The Final Chapter

2.3K 90 11
                                    

And i will see you someday
again in the clouds
~Anaya Aretha Rumi
⛓️

Happy Reading
Di malam yang sunyi ini, sebuah kamar yang begitu minim cahaya terdapat seorang remaja laki-laki yang kini sedang gusar dalam tidurnya. Ia beralih kesana kemari sampai dimana ia terperanjat dari tidurnya, bangun begitu saja dengan keringat bercucuran, namun setelah itu ia langsung mencengkram kepalanya keras.

"Arghh..shh.." erangan kecil keluar dari mulut yang bergetar itu. Al terus menarik rambutnya saat sakit yang begitu mendera kepalanya terasa sangat menyakitkan.

Al berjalan terseok mencari obatnya, namun nihil saat di langkah ketiga ia justru tak kuat menahan bobot tubuhnya. Ia meluruh dengan tangan yang masih setia berada pada kepalanya. Tak ada yang mengetahui kondisinya saat ini, kaki yang seolah mati rasa membuatnya semakin takut akan hal yang tidak-tidak. Ditambah oksigen yang terasa minim memasuki pernapasannya, Al panik tentu saja. Apakah ini akhir dari segalanya? mati dalam keadaan gelap tanpa ditemani siapa-siapa? Al tidak ingin itu terjadi.

"Jangan sekarang Tuhan.." lirihnya.

Ia masih terus berusaha bangun, meski sesekali ia terjatuh, namun akhirnya ia berhasil meraih obat yang dicarinya. Sialnya lagi, ia lupa bahwa obat yang ia minum saat bersama Naya kemarin adalah obat terakhirnya, tak ada satupun yang tersisa disana.

"Ayah..tolong.." percuma, semua penghuni rumah sudah terlelap, mana bisa mereka mendengar lirihannya yang begitu pelan.

Al menyeret tubuhnya untuk menuju kembali ke ranjangnya, dan berhasil. Ia mengambil benda pipih di sebelahnya, tak berniat menghubungi siapapun, karena lagi-lagi dirasa percuma.

Tes, cairan merah kental mengotori seprei kasurnnya, banyak sekali, dan Al hanya membiarkannya begitu saja. Al menikmati setiap rasa sakit yang dirasakannya malam ini. Dirasa percuma untuk semua yang ia lakukan, ia rela jika Tuhan akan mengambilnya malam ini juga.

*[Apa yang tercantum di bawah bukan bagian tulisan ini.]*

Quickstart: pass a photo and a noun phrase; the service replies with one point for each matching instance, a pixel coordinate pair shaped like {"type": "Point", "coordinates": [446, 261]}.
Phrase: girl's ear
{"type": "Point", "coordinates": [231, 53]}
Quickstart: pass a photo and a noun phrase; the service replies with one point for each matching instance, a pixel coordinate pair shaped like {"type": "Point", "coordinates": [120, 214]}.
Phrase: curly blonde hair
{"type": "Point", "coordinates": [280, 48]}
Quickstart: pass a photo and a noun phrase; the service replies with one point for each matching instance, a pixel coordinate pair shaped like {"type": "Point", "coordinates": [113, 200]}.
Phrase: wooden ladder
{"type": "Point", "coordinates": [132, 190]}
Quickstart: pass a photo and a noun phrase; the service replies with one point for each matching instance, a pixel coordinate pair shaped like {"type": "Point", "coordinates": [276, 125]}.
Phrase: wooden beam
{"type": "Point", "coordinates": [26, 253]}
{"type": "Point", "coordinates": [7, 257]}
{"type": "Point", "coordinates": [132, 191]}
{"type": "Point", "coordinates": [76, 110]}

"Bunda..aku cape.." lirihnya entah pada siapa, entah halusinasinya atau ia yang berucap pada diri sendiri. Malam ini, menjadi bukti atas keaadaan Al yang jauh dari kata baik-baik saja, sakit di kepalanya, darah yang terus mengalir dari lubang hidungnya, badan yang terus bergetar, ditambah wajah yang sudah tak berona. Semua terlihat begitu memprihatinkan. Mungkin Al akan terus menahannya hingga pagi nanti, sendirian, tanpa di dampingi kekuatan dan pelukan.

***

Pagi yang dinantikan pun tiba, perlahan redup-redup cahaya memasuki ruangan itu. Al masih berada pada posisinya, ia tak tidur, hanya memejam matanya saja guna menghalau rasa sakit itu semua. Pukul sudah menunjukkan setengah tujuh pagi, tak lama kemudian ada seseorang yang mengetuk pintu kamarnya.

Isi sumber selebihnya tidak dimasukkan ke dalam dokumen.